What part of what I actually said is not accurate?
Saying that most Flash content is free is not accurate, it is not because it is free to the user that it is not monetized and fully protected, Hulu is a good example it's free everywhere but you have to pay for it on iPhone. How much money would Apple lose if Hulu would just work on iPhone like everywhere else?
where is the current threat to iTunes created with Flash to deliver video for a fee that Apple is currently blocking with iOS? Surely iOS's 1.5% of the browser market hasn't prevented such a competitor from arising!
I do not understand what you are saying, the threat to iTunes is obvious, all the money from the sale of applications and in app advertising related to application that would not bring any revenue to Apple if they could operate on iDevices like they operate everywhere else. That applies to Youtube, Hulu and most movie distribution channels.
As a Flash developer, you should know better. The flash format is not open source.
The core engine of Flash Player (AVM+) is open source and was donated to the Mozilla Foundation, the file formats supported by Flash Player, SWF and FLV/F4V, as well as the RTMP and AMF protocols are freely available and openly published. What do you mean by "flash format" exactly and how does the claim, assuming it hods true, hurt the developer community, competitors and or consumers?
It is an open spec developed completely by Adobe
Once again, how does that hurt the developers community, competitors and consumers? Adobe made extensive contribution to the open source community with Flex SDK, Open Source Media Framework, Adobe Media Gallery, Adobe Source Libraries, Text Layout Framework, Webkit, Flash-Ajax Video Component, BlazeDS, Cairngorm and Extensible Metadata Platform (XMP) among others. They are nurturing an healthy ecosystem of free and paid technologies and products and they provide us developers with products and frameworks, like most of the above, most of which is free, that streamline the development of solid enterprise class applications. Apple does not provide anything but some code definition, a big HTML5 PR campaign and a lousy authoring tool for ads. Only someone who is totally foreign to what the Flash Platform is about for programmers could imagine Apple to be a serious alternative, yet alone a substitution.
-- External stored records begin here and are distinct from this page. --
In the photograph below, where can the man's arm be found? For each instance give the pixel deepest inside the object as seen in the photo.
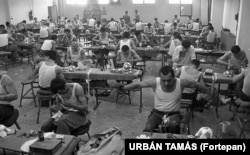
(10, 87)
(222, 60)
(59, 72)
(239, 77)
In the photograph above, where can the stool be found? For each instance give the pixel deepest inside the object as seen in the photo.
(12, 120)
(242, 119)
(4, 57)
(24, 95)
(43, 95)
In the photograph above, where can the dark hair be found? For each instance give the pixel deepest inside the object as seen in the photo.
(51, 54)
(137, 33)
(57, 84)
(126, 34)
(2, 26)
(7, 23)
(186, 43)
(165, 70)
(235, 49)
(178, 36)
(125, 48)
(103, 29)
(53, 37)
(195, 62)
(67, 30)
(211, 28)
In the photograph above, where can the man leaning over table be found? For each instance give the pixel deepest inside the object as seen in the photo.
(167, 95)
(72, 105)
(183, 54)
(234, 60)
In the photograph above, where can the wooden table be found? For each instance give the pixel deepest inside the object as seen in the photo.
(209, 53)
(14, 143)
(152, 52)
(98, 74)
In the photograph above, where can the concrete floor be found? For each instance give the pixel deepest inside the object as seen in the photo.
(122, 115)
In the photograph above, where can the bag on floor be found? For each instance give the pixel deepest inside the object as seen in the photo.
(109, 142)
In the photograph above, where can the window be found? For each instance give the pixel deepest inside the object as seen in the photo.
(180, 1)
(174, 1)
(143, 1)
(76, 1)
(149, 1)
(103, 1)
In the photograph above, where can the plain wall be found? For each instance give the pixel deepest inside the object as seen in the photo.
(217, 15)
(161, 9)
(19, 9)
(4, 11)
(243, 36)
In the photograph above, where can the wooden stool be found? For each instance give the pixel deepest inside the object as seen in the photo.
(43, 95)
(12, 120)
(24, 95)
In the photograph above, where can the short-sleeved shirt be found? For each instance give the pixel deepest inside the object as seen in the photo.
(233, 61)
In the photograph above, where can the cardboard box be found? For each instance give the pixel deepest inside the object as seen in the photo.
(46, 147)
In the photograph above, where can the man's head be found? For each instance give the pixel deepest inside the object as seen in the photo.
(74, 45)
(67, 31)
(195, 63)
(167, 76)
(126, 34)
(51, 55)
(53, 37)
(137, 33)
(235, 49)
(58, 85)
(125, 49)
(103, 29)
(186, 44)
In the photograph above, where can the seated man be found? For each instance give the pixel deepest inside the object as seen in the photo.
(72, 105)
(68, 38)
(190, 72)
(103, 37)
(126, 41)
(48, 70)
(6, 46)
(127, 55)
(140, 39)
(183, 54)
(234, 60)
(167, 96)
(243, 91)
(75, 54)
(8, 93)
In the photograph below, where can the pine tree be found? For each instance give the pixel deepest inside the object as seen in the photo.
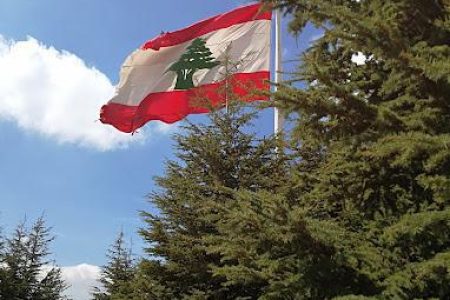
(367, 211)
(118, 274)
(26, 273)
(214, 162)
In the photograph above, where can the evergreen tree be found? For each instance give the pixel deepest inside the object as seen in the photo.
(214, 162)
(117, 275)
(366, 213)
(26, 273)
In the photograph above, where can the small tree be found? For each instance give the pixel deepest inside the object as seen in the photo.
(118, 274)
(196, 57)
(26, 273)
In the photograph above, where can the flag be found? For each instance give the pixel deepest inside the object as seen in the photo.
(159, 80)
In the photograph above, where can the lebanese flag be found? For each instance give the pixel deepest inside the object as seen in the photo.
(162, 79)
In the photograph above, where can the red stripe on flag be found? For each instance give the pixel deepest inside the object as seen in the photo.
(237, 16)
(170, 107)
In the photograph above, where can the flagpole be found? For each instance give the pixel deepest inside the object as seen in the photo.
(278, 65)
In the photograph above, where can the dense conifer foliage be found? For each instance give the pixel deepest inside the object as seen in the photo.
(373, 137)
(117, 275)
(25, 271)
(358, 208)
(216, 161)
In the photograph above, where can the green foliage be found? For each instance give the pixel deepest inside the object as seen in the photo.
(357, 209)
(117, 276)
(214, 163)
(374, 140)
(25, 273)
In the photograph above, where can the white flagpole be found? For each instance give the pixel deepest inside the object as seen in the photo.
(278, 116)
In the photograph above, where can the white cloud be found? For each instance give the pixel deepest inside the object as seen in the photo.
(81, 278)
(54, 93)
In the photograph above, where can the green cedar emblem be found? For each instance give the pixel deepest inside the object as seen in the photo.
(196, 57)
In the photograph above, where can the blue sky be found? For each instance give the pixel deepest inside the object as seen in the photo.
(59, 59)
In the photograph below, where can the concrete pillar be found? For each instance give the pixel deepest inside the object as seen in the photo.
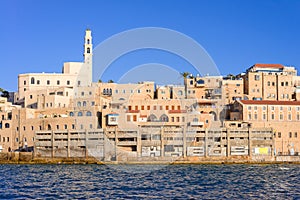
(68, 144)
(86, 153)
(52, 143)
(250, 142)
(206, 143)
(228, 142)
(162, 153)
(184, 141)
(139, 142)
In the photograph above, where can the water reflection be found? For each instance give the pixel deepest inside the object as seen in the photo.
(149, 181)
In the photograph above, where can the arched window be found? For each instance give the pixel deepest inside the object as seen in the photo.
(152, 118)
(214, 115)
(88, 113)
(164, 118)
(200, 81)
(32, 80)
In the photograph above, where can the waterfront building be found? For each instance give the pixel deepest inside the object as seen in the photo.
(67, 115)
(282, 116)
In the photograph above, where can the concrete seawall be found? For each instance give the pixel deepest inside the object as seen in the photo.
(28, 158)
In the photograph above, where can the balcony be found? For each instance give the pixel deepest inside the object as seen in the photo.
(197, 123)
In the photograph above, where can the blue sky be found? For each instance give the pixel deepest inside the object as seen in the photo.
(38, 36)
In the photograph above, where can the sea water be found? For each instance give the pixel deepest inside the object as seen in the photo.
(149, 181)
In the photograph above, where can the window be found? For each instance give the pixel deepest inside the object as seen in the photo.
(281, 116)
(272, 107)
(279, 134)
(88, 113)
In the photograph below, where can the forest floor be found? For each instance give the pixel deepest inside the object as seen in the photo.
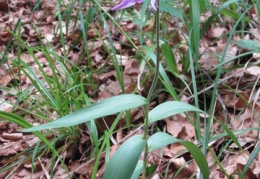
(41, 31)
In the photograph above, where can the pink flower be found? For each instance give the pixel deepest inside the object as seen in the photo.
(128, 3)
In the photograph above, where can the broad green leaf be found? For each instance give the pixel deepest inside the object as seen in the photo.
(169, 108)
(138, 169)
(171, 10)
(124, 161)
(161, 139)
(102, 108)
(23, 123)
(169, 57)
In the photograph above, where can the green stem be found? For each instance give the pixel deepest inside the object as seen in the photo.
(156, 75)
(155, 79)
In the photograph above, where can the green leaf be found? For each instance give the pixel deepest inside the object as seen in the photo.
(171, 10)
(23, 123)
(138, 169)
(161, 139)
(102, 108)
(248, 44)
(124, 161)
(169, 57)
(169, 108)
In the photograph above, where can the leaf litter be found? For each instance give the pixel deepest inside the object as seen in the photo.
(242, 104)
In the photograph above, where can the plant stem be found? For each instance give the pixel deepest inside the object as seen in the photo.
(155, 79)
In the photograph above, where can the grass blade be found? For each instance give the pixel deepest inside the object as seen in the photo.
(102, 108)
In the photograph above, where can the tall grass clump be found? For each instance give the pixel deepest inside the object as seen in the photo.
(61, 102)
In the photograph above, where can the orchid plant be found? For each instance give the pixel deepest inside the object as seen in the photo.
(128, 3)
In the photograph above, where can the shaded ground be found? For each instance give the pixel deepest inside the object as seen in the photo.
(238, 101)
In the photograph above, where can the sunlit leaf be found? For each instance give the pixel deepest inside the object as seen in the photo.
(124, 161)
(102, 108)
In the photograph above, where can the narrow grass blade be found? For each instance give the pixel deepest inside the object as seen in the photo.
(124, 161)
(102, 108)
(170, 108)
(161, 139)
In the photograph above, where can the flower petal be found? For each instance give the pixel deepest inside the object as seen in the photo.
(124, 4)
(153, 5)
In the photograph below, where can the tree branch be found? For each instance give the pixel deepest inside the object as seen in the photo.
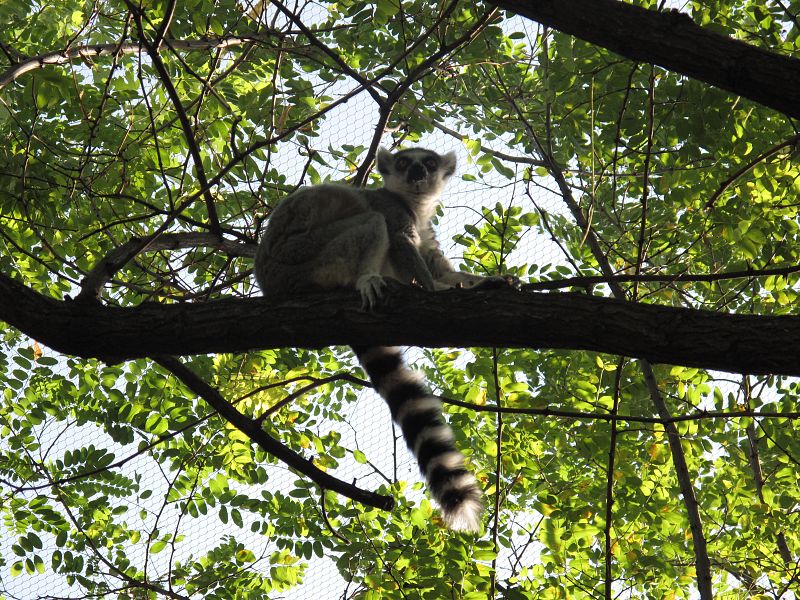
(122, 255)
(253, 430)
(672, 40)
(503, 317)
(89, 51)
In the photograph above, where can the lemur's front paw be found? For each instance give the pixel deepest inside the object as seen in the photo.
(370, 286)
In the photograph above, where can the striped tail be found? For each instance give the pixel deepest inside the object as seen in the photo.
(419, 415)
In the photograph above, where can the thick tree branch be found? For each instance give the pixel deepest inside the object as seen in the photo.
(464, 318)
(252, 428)
(674, 41)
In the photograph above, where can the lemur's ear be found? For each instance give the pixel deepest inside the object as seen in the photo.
(384, 161)
(449, 163)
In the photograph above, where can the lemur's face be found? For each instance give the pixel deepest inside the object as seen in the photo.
(415, 172)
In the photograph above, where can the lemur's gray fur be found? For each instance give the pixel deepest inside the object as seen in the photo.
(330, 236)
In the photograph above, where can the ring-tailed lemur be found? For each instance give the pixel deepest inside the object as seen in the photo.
(329, 236)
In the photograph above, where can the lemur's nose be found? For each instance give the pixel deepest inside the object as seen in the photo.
(416, 172)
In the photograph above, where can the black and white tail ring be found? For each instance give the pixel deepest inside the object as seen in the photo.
(419, 415)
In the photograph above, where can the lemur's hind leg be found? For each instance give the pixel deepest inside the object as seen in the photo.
(355, 257)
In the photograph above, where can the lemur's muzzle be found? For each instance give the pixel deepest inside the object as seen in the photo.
(416, 172)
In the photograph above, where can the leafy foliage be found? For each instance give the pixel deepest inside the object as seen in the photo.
(124, 123)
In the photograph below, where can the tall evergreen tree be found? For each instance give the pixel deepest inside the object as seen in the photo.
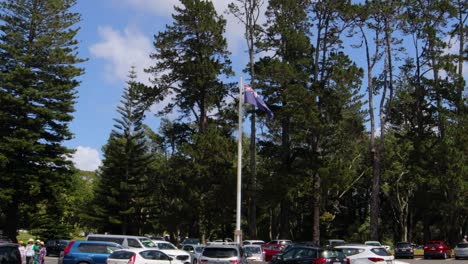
(190, 56)
(120, 197)
(38, 57)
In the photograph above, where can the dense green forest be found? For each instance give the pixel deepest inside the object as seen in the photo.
(370, 149)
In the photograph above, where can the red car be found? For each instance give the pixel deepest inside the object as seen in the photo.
(437, 248)
(270, 250)
(274, 247)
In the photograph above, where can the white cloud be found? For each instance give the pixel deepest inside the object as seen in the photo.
(122, 50)
(86, 158)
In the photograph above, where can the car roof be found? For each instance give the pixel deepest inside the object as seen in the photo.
(95, 242)
(224, 245)
(137, 250)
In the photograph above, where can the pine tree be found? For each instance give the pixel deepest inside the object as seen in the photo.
(120, 200)
(190, 56)
(38, 54)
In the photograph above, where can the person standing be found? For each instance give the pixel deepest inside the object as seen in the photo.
(36, 251)
(22, 250)
(29, 251)
(42, 253)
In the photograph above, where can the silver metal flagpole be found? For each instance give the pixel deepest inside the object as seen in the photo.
(238, 232)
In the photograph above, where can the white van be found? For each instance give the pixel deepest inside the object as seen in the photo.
(124, 240)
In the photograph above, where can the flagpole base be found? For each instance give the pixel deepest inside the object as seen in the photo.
(238, 236)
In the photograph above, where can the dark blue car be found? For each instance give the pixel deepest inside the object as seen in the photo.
(91, 252)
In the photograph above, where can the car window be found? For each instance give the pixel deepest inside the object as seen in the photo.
(153, 254)
(220, 252)
(93, 248)
(351, 251)
(121, 254)
(10, 255)
(253, 250)
(147, 242)
(131, 242)
(199, 249)
(118, 240)
(380, 251)
(403, 245)
(166, 246)
(332, 254)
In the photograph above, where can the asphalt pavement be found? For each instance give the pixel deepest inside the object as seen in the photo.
(417, 260)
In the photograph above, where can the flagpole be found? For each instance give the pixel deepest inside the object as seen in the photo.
(238, 232)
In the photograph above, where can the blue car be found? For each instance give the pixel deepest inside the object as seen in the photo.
(91, 252)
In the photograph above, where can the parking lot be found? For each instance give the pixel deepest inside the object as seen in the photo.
(417, 260)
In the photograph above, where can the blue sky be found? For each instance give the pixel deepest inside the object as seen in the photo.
(114, 35)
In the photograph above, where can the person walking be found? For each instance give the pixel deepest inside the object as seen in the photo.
(42, 253)
(22, 250)
(36, 248)
(29, 251)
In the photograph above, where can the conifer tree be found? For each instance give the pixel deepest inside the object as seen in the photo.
(190, 56)
(38, 57)
(121, 205)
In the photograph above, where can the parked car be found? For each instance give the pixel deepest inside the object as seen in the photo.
(404, 250)
(90, 252)
(5, 239)
(254, 252)
(138, 256)
(461, 250)
(194, 251)
(9, 253)
(190, 241)
(179, 256)
(253, 242)
(377, 244)
(301, 254)
(270, 250)
(365, 254)
(438, 249)
(334, 242)
(124, 240)
(55, 246)
(223, 253)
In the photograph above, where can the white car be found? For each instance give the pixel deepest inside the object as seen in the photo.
(254, 253)
(179, 256)
(195, 252)
(138, 256)
(377, 244)
(364, 254)
(253, 242)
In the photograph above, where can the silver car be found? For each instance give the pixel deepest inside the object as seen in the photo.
(223, 254)
(461, 250)
(254, 253)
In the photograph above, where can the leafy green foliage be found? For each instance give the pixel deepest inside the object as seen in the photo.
(37, 94)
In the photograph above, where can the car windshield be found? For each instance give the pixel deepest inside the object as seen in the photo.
(403, 245)
(219, 252)
(191, 241)
(380, 251)
(166, 246)
(332, 254)
(198, 249)
(253, 250)
(147, 242)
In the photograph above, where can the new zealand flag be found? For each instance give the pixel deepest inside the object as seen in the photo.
(251, 97)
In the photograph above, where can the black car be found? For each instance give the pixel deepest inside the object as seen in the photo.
(300, 254)
(9, 253)
(404, 250)
(55, 246)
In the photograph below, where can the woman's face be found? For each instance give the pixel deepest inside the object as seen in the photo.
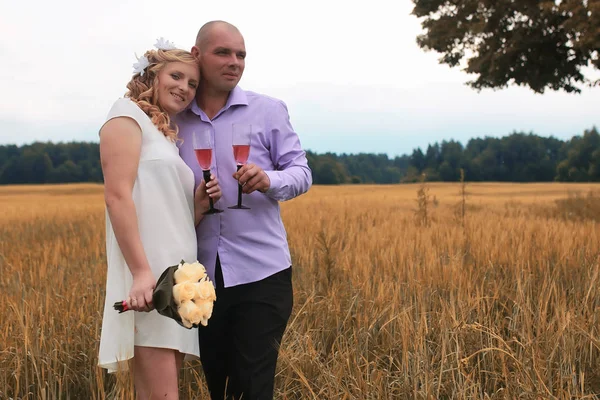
(176, 87)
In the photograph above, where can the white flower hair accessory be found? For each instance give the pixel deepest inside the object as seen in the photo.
(141, 65)
(164, 44)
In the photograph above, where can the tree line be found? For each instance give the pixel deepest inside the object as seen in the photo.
(518, 157)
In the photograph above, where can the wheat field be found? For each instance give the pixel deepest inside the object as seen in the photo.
(431, 291)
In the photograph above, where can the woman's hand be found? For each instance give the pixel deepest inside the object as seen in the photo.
(140, 295)
(204, 191)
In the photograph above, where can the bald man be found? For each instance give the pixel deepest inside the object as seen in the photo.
(245, 251)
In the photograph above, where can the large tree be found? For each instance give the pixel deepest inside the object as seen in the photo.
(542, 44)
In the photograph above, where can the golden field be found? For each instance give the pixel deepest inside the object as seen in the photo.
(393, 300)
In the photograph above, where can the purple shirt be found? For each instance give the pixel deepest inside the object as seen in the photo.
(252, 244)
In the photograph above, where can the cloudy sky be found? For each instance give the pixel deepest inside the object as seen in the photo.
(350, 72)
And it is only mostly released. That "content protection" that you mentioned earlier is not part of the spec (which you pointed out is a significant advantage of Flash). No Hulu for any open source players.
That is correct, Flash Access is a commercial product from Adobe and it has no reason really to be open source, it is up to Adobe. However I am confident that as soon as Google open source its recently acquired DRM technology Flash Player will fully support it and developers will be free to use Google's offering or Adobe's offering, which is going to result in more innovation since Adobe will have to bring something new to keep having customers paying for a service they could get somewhere else for free as far as the protection is concerned. The difference will probably be like with any Adobe's commercial product: doing it better than anyone else.
Speaking of open source players, they only completely support Flash 8.
I do not believe that is true, the Open Source Media Framework support all features all the way up to Flash Player 10.1, Flex SDK 4.5 and Flash Media Server 4 and there are tons of open source and commercial players out there that support the latest of Flash Player, I never even heard of a player that only support entirely Flash 8.
And the Flash Player is proprietary.
Once again how does that hurt the developers community, consumers or competitors? Is not iTunes, AppStore, iOS and most of Apple's technologies proprietary with an equal share of open source products or platform as Adobe's?

No serving corporate agendas. Well, except Adobe's! Good one.
Explain what you mean, what agenda does Adobe have that is hurting or contrary to the interest of the developers community, competitors or consumers?
And how did it resolve the issue for all the legacy Flash content that isn't updated to allow for hardware accelerated video or stage video? You know, the actual content that Jobs talked about.
The propagation of Flash and its latest advances is probably going at a faster rate than any other piece of software on hearth, the adoption on mobile is beyond expectation, 6 million consumers actually went to the Android store to download Flash Player which is one of Android's top applications by now. It takes about 6 months for a new version of the player to reach the 90%+, the Flash developers community is dedicated and quick to implement latest updates, video portals are already implementing Stage Video. It's really not that much work and can probably be done within an hour in most cases, I doubt Flash developers will spare themselves an hour at the cost of depraving their users of a dramatically improved experience.
But what about all the HTML legacy websites that have never been optimized for mobile or HTML5 or even Web 2.0 for that matter, and are still displaying content in tables with depreciated tags? That content is not going to be updated anytime soon (old school developers are not as committed to change and advances as Flash developers are). That content and pool of websites, which account for the large majority of all web entities, have been pulling HTML back for as long as it existed, and will probably forever.